Localzuk |
The ramblings and wafflings of a geek put on this world to confuse, enrage and bewilder. |
In its purist form, I subscribe to the idea that technology can and will eventually solve all of the world’s problems. Many of these problems are things like lack of resources or poor distribution of resources. It doesn’t take a massive leap of imagination to think that we’ll eventually be able to resolve those through technologies such as those in Star Trek.
However, at the same time, I disagree with the constant shoe-horning of technology into schools, and into places it need not be. Basically, I am constantly seeing technological solutions to non-technological problems in education.
Questions such as ‘can we ban Jim from the internet, as he was messing around in his IT class?’ or ‘how can the teacher monitor what every child is doing in their IT class?’ are a distraction from the real problem here - lack of consistent policies and lack of planning.
In the first case, if a student was misbehaving in their maths lessons by entering numbers that spell out words on his calculator instead of working, would we ban them from using a calculator? Or would it be dealt with via standard behaviour policy with detentions etc…?
Would we design a woodwork room with a dark corner where the teacher couldn’t see what the students were doing with their saws? Or would we design the room to be open and have it so a teacher can see what every child is doing by merely lifting their head up?
Why are these principles ignored when it comes to ICT? Why do ICT rooms get designed in rows, or in bizarre shapes, so that a teacher cannot see what is going on with all the computers without using a specialist piece of software, which takes them away from teaching and turns them into prisonĀ classroom guards?
This thinking extends further too, and it goes right to the top of the education tree in the UK. The introduction of VLEs, interactive whiteboards and electronic classroom voting systems have, in my experience, been universally handled badly.

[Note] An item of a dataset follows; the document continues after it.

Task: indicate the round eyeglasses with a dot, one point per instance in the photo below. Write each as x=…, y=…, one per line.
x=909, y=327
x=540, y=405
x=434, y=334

Instead of seeing a need and working to fill that need, a shiny new technology has been spotted and a teacher has waxed lyrical about it, leading to others demanding that tech in their room, only for it to end up as a bulletin board for homework (which they also get in their lessons), a painted surface to project onto or a way of wasting 10 minutes of a lesson setting up a kit when ‘raising hands’ would do the same job.
Don’t get me wrong, I love technology - that’s why I work in IT, but I also hate waste. Without proper planning, and end to end thinking, we’re destined for year after year of misdirected spending and poor performance in IT and education in general.